An Analysis of Modern Music Criticism

Report

Author

Noah Braun, Rainney Wan, Laura Wu, Diana Flores Valdivia, Gaby Castro

Introduction

We chose two datasets that are related to music journalism. One of the datasets is from a well-known music publication called Pitchfork, which has been reviewing albums since the 90s. The other is from Anthony Fantano, a music blogger and YouTuber who has been reviewing music since the early 2010s.

The research questions we are trying to explore are:

  1. Is the source of a review a significant factor in determining the review’s score?

  2. What’s the difference in pitchfork people’s taste over time for folk/country music and rock music?

After performing our two analyses, we found that our data provided convincing evidence that the score of a review is not independent (therefore, significant) from what review source it originates from and that the difference between the mean scores of Rock and Folk/Country albums, before and after 1990, is significant.

Data description

Who funded the creation of the dataset? Why was this dataset created?

The Anthony Fantano dataset was scraped from his blog website by kaggle.com user Apatosaur. The author of the dataset did not specify their motivations behind its creation.

We found the Pitchfork dataset on Reddit. Reddit user @snappcrack posted the dataset which was scraped by Kaggle.com user Nolan Conaway, scraping over 18,000 Pitchfork reviews (going back to January 1999) to satisfy his own curiosities. Some of the questions Nolan Conaway wanted to answer with the dataset were:

  • Do review scores for individual artists generally improve over time, or go down?

  • How has Pitchfork’s review genre selection changed over time?

  • Who are the most highly rated artists? The least highly rated artists?

What processes might have influenced what data was observed and recorded and what was not?

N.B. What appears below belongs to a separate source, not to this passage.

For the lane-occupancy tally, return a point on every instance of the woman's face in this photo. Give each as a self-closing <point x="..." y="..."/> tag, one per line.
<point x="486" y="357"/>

Some processes that might have influenced what data was observed and recorded for Fantano are the sampling of albums, since he could have not reviewed all the albums he listened to or chose to review certain albums because of personal preference. On the other hand, the Pitchfork dataset’s sampling might have also been influenced by which reviews Pitchfork’s editorial team selected for publication and which were not. Additionally, for both Fantano and Pitchfork, it could be possible that other data was not recorded such as number of listens. 

What preprocessing was done, and how did the data come to be in the form that you are using?

For Fantano, we ended up with the fantano_cleaned dataset by cleaning and tidying data from the fantano_raw dataset. We extracted data and converted it to the correct format, converted score to numeric, kept the six most important tags, deleted rows with NAs, merged genres with less than 10 songs with other genres, put the “Other” genre category last since it did not provide useful information, and selected all attributes except the “name” and “n” which were not relevant for our data analysis. 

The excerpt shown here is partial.